La transizione da Jomaa a Essid è avvenuta contestualmente alla tornata elettorale e, dunque, al rinnovo dell’organo assembleare – l’Assemblea Costituente che ha lasciato il posto al Parlamento Ordinario (Majlis Nuwwab al-Shab o Assemblea dei Rappresentati del Popolo). Per l’occasione è stato ritenuto necessario rinnovare le cariche politiche e, pertanto di rimuovere l’esecutivo. Essid è stato il primo Capo del Governo ad essere stato nominato dopo l’approvazione della Costituzione, segnando quindi una cesura non solo con il vecchio regime ma anche con il momento costituente. Nel luglio del 2016 il suo governo è stato colpito da mozione di sfiducia da parte del Parlamento, sancendone così la fine. La nota più significativa di tali avvicendamenti risiede nel meccanismo di pesi e contrappesi tra i poteri dello stato instaurato dalla nuova Costituzione, cartina al tornasole del costituzionalismo liberale. Questo processo implica un elemento di grande novità e dalla portata sicuramente rivoluzionaria ovvero che il sistema politico tunisino, ad oggi, è dotato di strumenti funzionanti tramite i quali i poteri pubblici, specie l’esecutivo, può essere limitato nella propria azione dal legislativo e dal giudiziario. Ciò, insieme alla rotazione di esecutivi tecnici specializzati nell’adottare le riforme ritenute necessarie per rilanciare l’economia, è di certo uno dei principali passi verso una completa stabilizzazione, almeno sul piano politico.
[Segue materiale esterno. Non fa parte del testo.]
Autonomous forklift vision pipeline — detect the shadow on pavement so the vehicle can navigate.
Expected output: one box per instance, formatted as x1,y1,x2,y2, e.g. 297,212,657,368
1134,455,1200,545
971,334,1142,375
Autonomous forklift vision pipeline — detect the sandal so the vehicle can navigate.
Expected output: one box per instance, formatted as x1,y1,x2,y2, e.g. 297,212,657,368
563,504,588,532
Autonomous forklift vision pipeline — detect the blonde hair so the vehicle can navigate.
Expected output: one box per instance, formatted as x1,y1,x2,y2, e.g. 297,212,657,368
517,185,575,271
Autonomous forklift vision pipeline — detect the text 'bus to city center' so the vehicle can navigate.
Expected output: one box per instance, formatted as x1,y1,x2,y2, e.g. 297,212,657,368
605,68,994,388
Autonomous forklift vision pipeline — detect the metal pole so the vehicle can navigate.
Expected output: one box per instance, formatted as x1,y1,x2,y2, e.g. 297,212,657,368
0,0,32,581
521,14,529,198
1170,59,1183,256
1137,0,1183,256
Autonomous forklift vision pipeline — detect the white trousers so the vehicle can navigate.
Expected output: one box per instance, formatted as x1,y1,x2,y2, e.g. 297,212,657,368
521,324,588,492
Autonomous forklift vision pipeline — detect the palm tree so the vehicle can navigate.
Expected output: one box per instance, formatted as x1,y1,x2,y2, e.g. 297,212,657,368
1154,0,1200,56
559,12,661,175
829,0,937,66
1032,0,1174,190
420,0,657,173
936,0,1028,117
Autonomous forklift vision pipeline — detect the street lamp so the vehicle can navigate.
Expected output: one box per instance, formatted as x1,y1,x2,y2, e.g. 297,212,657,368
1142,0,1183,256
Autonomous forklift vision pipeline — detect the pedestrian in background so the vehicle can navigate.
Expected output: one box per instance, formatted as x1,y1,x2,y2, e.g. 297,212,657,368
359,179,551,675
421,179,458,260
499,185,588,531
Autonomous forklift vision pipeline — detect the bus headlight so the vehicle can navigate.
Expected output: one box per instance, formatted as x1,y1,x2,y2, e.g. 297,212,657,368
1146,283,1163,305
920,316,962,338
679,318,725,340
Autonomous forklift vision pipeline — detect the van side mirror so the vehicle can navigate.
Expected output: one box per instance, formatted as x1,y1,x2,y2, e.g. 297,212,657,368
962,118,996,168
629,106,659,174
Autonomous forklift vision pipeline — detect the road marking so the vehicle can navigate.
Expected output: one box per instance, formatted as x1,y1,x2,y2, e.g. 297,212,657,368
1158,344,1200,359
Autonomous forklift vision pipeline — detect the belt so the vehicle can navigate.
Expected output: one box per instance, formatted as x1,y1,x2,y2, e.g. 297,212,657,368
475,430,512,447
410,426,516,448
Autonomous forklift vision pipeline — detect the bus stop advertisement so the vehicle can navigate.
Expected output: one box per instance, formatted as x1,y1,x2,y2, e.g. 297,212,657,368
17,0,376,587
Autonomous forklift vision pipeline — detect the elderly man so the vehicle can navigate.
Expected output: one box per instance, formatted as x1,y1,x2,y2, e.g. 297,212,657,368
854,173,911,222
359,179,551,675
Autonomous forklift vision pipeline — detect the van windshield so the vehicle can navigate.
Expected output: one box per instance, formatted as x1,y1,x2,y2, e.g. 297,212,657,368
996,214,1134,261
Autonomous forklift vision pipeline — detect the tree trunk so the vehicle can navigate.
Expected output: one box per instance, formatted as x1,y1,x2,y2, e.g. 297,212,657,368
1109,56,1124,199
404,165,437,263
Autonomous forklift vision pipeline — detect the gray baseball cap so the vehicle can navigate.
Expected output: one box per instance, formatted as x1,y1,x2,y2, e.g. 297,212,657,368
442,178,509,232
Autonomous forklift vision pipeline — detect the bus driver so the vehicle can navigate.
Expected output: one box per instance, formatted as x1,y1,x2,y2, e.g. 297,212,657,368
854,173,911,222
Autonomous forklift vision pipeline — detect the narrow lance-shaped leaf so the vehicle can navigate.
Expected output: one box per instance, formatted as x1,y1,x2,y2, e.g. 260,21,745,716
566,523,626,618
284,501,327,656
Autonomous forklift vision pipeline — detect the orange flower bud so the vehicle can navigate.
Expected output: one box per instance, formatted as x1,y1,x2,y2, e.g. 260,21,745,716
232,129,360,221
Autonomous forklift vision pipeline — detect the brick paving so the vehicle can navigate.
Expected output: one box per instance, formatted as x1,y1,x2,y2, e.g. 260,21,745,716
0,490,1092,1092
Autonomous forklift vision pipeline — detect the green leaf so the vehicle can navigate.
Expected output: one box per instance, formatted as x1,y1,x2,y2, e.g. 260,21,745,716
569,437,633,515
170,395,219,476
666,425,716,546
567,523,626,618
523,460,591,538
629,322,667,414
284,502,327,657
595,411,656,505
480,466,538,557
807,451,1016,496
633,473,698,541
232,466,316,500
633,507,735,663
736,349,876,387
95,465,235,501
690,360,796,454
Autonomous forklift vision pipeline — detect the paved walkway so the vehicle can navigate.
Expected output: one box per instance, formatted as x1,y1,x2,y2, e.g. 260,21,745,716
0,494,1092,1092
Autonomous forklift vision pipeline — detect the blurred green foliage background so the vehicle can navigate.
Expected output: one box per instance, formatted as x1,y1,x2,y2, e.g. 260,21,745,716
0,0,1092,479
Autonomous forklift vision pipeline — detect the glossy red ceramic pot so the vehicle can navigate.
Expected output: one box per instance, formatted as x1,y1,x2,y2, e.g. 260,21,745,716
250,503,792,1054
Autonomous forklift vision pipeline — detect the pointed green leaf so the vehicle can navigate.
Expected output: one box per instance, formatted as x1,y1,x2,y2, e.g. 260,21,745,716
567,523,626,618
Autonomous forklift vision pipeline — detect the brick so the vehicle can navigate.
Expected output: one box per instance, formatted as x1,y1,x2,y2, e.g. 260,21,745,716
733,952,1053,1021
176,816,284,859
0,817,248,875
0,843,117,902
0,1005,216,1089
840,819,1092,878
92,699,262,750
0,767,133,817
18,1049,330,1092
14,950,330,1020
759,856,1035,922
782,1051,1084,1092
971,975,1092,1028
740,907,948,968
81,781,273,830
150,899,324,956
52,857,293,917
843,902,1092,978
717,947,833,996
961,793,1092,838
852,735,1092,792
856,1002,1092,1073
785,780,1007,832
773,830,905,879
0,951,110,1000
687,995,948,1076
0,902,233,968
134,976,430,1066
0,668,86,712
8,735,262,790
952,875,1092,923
Molto più lenta risulta, invece, la transizione dell’economia che, tuttavia, nonostante gli indici in ribasso degli ultimi anni, sembrerebbe far registrare una rinnovata fiducia da parte dei mercati e degli investitori, attratti dalla progressiva normalizzazione del paese e dalle agevolazioni fiscali che dovrebbero stimolare l’afflusso di capitali stranieri.
Conclusioni
La transizione tunisina sta entrando nel suo sesto anno e, di certo, sta lanciando segnali positivi di riuscita. Per tali ragioni, non è azzardato parlare del caso in questione come dell’unica storia di successo tra i paesi della cosiddetta Primavera (Buldan al-Rabi’a). Il momento costituente, oltre a segnare l’adozione di una nuova Costituzione, ha anche sanato un “problema” identitario con cui la Tunisia non aveva, evidentemente, ancora fatto i conti. Le forze islamiste, sulle quali all’inizio della transizione pesavano non pochi dubbi, si sono rivelate molto meno interessate a “islamizzare”, come si temeva, il paese e molto più interessate, invece, a difendere quanto già ottenuto in termini di diritti civili e sociali. Inoltre, lo “sdoganamento” di al-Nahda ha permesso quanto in altri paesi dell’area non è ancora avvenuto: la realizzazione di un sistema politico aperto in cui è possibile la pacifica convivenza di soggetti diversi ed in cui lo stato è arbitro e garante. Sul profilo transitologico questo è di certo il principale successo raggiunto poiché la creazione di una “statualità” solida è di certo la precondizione necessaria per ogni eventuale sviluppo futuro.
Una chiara ed opportuna messa a punto della situazione politica e statuale della odierna Tunisia, esempio ( stimolante speriamo) per i paesi del MENA.